Netanyahu, Putin sharply divided over Iran nuclear deal

PM prods Russia to insist on better deal, while Putin sounded hopeful P5+1 could come to a resolution in Geneva.

Prime Minister Netanyahu and Russian Pres. Putin 370 (photo credit: Koby Gideon/GPO)
Prime Minister Netanyahu and Russian Pres. Putin 370
(photo credit: Koby Gideon/GPO)
MOSCOW – Significant divisions over Iran were on clear display in the Kremlin on Wednesday as Prime Minister Binyamin Netanyahu and Russian President Vladimir Putin issued statements after nearly two hours of meetings.
Standing side by side in a marble pillared room, Putin said he hoped the talks between the P5+1 and Iran that began Wednesday in Geneva would succeed, while Netanyahu reiterated his position that the international community should insist upon a much better deal.
“We hope in the near future a deal will be announced [that is] acceptable to all the sides,” Putin said as Netanyahu – who has lobbied intensively against such a deal emerging from Geneva – looked on.
Putin, in turn, stood expressionless as Netanyahu repeated what he has been saying for weeks – that the deal on the table will not be enough to stop Iran’s nuclear weapons march.
“For us, for Israel, the biggest threat to us and the security of the world is Iran’s attempts to gain nuclear arms,” he said at a press conference that was all business, without a trace of lightness or levity.
Netanyahu said both Russia and Israel share the goal of preventing Iran from getting a bomb, and then he spelled out Israel’s position without criticizing Russia’s position.
Israel’s position, he said, was that the “international community needed to stand firmly by positions articulated in UN Security Council decisions; that is, Iran must stop all uranium enrichment, transfer out its stockpiles of enriched uranium, dismantle the centrifuges and stop building of the [heavy water reactor] at Arak.”
Rather than criticizing Putin for Russia’s position on the matter, he praised the Russian leader for facilitating the accord to dismantle Syria’s chemical weapons, and then said that the same formula should now be used regarding Iran.
“I think there is a lot to learn from the way the solution was reached in Syria,” he said. “There Russia and others justifiably stood firm on the full dismantling of Syria’s chemical weapons.
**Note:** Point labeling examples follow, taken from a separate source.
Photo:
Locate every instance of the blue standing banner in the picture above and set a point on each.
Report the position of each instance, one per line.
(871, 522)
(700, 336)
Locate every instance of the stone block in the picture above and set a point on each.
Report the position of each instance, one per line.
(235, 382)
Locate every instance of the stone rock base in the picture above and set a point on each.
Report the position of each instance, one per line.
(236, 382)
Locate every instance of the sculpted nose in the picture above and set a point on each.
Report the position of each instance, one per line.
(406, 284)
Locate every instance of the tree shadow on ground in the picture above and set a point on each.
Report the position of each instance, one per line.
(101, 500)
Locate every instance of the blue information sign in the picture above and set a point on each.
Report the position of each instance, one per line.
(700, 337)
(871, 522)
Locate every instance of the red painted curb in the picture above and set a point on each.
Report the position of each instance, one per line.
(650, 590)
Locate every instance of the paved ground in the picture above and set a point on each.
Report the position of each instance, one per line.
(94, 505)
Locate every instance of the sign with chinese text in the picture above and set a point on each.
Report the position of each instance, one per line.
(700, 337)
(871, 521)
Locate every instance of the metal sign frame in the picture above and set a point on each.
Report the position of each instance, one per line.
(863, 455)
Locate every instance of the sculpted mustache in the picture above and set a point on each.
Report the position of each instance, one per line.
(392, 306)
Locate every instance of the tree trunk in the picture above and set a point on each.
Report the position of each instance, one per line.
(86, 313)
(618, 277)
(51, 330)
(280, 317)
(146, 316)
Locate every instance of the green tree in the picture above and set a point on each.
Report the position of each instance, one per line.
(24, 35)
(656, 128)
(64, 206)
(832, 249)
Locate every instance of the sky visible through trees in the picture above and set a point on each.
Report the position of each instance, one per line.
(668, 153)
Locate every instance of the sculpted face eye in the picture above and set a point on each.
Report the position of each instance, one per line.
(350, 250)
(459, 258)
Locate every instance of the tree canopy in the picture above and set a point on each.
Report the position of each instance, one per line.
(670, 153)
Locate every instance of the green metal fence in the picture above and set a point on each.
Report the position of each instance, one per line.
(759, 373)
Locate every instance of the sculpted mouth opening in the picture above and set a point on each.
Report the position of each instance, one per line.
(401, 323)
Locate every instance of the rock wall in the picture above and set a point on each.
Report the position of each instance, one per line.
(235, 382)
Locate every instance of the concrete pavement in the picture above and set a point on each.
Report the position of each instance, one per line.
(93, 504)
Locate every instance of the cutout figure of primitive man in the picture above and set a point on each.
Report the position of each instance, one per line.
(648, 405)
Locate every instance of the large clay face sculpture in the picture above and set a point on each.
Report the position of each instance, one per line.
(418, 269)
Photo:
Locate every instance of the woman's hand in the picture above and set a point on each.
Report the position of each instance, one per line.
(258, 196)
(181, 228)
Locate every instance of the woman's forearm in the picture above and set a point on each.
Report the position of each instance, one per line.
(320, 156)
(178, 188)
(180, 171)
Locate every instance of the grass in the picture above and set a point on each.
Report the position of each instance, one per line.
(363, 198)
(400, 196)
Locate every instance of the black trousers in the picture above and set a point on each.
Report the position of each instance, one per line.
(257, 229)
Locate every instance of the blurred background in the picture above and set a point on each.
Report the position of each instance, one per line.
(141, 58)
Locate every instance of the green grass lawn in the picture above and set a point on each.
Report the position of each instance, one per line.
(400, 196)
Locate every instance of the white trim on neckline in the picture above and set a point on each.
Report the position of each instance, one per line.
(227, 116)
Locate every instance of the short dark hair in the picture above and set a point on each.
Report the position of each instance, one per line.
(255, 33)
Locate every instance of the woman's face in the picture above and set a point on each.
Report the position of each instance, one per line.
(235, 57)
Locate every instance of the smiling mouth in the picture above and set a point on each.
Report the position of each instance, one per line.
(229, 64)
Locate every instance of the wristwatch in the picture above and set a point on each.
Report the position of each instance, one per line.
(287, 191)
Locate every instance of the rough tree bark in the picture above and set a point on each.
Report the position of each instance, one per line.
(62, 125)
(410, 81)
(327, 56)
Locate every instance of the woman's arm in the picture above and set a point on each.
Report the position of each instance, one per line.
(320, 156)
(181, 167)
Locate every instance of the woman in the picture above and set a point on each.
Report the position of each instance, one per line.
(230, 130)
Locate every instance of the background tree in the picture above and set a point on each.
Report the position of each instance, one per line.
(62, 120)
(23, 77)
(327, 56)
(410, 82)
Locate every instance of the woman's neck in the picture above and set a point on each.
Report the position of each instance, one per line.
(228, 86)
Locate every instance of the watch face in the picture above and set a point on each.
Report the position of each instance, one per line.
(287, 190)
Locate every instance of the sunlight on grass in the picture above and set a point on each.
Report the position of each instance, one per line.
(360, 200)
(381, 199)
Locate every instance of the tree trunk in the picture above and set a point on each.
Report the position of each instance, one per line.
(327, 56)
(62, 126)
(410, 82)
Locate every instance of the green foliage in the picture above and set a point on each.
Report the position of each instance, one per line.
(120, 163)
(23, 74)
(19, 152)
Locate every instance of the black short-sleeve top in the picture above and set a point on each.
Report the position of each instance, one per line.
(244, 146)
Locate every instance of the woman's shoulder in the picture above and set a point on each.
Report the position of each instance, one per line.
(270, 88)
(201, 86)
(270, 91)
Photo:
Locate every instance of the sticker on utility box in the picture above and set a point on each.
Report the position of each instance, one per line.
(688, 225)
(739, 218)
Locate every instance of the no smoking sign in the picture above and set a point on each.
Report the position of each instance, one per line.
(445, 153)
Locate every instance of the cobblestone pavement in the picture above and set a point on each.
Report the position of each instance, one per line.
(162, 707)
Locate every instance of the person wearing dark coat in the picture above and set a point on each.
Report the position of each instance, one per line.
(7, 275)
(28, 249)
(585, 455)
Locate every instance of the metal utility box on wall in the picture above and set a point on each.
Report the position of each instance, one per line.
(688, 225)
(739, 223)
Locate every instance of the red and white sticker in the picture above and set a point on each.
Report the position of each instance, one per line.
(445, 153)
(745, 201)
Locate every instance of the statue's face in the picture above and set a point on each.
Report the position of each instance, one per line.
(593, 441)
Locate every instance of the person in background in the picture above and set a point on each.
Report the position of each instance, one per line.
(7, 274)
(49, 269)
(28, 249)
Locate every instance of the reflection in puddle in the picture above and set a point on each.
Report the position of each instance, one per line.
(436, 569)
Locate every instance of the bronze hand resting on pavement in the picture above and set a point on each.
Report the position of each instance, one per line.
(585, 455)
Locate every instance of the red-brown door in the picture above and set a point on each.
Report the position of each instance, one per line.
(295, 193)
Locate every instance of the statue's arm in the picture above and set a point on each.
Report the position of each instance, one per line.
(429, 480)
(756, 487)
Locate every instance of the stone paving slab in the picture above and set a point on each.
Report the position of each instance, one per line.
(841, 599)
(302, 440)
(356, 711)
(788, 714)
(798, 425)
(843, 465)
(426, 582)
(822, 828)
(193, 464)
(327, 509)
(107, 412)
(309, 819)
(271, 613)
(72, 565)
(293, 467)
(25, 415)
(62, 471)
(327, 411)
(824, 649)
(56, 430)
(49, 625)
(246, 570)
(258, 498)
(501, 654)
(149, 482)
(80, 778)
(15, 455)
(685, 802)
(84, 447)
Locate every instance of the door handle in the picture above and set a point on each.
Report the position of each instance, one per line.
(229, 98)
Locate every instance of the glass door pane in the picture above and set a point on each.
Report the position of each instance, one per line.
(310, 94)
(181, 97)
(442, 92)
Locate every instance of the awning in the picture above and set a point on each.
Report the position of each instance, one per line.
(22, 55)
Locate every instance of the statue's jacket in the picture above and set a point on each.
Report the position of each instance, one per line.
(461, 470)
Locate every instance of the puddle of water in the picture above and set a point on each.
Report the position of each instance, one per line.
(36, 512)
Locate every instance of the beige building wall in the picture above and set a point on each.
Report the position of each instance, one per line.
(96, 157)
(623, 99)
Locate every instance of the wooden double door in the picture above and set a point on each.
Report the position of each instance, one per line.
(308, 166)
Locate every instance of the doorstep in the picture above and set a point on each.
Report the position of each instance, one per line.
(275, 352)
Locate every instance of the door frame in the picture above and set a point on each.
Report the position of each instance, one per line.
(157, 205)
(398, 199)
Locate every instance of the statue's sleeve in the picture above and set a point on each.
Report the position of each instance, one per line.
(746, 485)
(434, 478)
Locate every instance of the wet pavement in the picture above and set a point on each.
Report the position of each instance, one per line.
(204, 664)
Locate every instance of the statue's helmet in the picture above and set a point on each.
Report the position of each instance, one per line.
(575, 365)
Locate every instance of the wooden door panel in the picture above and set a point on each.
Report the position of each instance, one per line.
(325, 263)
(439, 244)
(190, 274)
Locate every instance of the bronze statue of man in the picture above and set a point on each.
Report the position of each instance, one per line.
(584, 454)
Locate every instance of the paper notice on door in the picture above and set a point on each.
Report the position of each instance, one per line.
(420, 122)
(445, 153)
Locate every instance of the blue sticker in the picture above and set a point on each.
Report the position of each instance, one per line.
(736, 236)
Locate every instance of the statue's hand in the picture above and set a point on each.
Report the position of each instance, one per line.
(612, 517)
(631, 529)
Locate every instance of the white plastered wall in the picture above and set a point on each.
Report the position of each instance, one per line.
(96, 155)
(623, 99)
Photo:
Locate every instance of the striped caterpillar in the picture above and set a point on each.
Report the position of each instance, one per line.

I want to congratulate you on the important role you played in reaching that agreement, and of course we must now ensure that it is implemented.”
Netanyahu said the international community would not have accepted an agreement in Syria whereby Damascus would reduce by just a little its chemical weapons arsenal, while keeping the remainder of its stockpiles in place and retaining the ability to produce more.
Netanyahu said a similar situation should not be allowed to emerge in Iran, and that Israel believes “a better agreement can be reached, and that demands determination and stubbornness.”
Such an agreement, he said, could lead to a dismantling of the Iranian nuclear project, in the same way that it led to the dismantling of Syria’s weapons of massdestruction.
The different focus of the two leaders was also apparent in the order in which they related to the Iranian issue in their remarks.
Putin left the issue to the very end, after discussing everything from Israeli-Russian trade and cooperation in space, agriculture, and the arts, while Netanyahu delved into the issue higher up in his statement and devoted significantly more time to it.
Netanyahu met Putin shortly after landing in Moscow Wednesday afternoon, his fifth visit since becoming prime minister for a second time in 2009.
Uncharacteristically, Netanyahu did not speak to the press on the flight over, nor did he give any statements upon leaving Tel Aviv or arriving in Moscow.
Russia has the closest relationship with Iran among the P5+1 states negotiating with Tehran.
Netanyahu arrived in Moscow at a time when Putin’s stature in the Middle East and the international community has risen because of the deal he brokered to get Syrian President Bashar Assad to dismantle his chemical weapons.
Netanyahu’s visit was planned well before the Geneva talks were scheduled, but the fact that they took place on the same day gave the meeting an added urgency.
Netanyahu first met with Putinandtwotop advisers from both sides, followed by a one-on-one discussion lasting about an hour.
After issuing their statements to the press – no questions were allowed – they then had a working dinner that lasted another 90 minutes.
On Thursday Netanyahu will brief senior Russian journalists and meet with the local Jewish leadership. He is scheduled to fly back to Israel Thursday evening.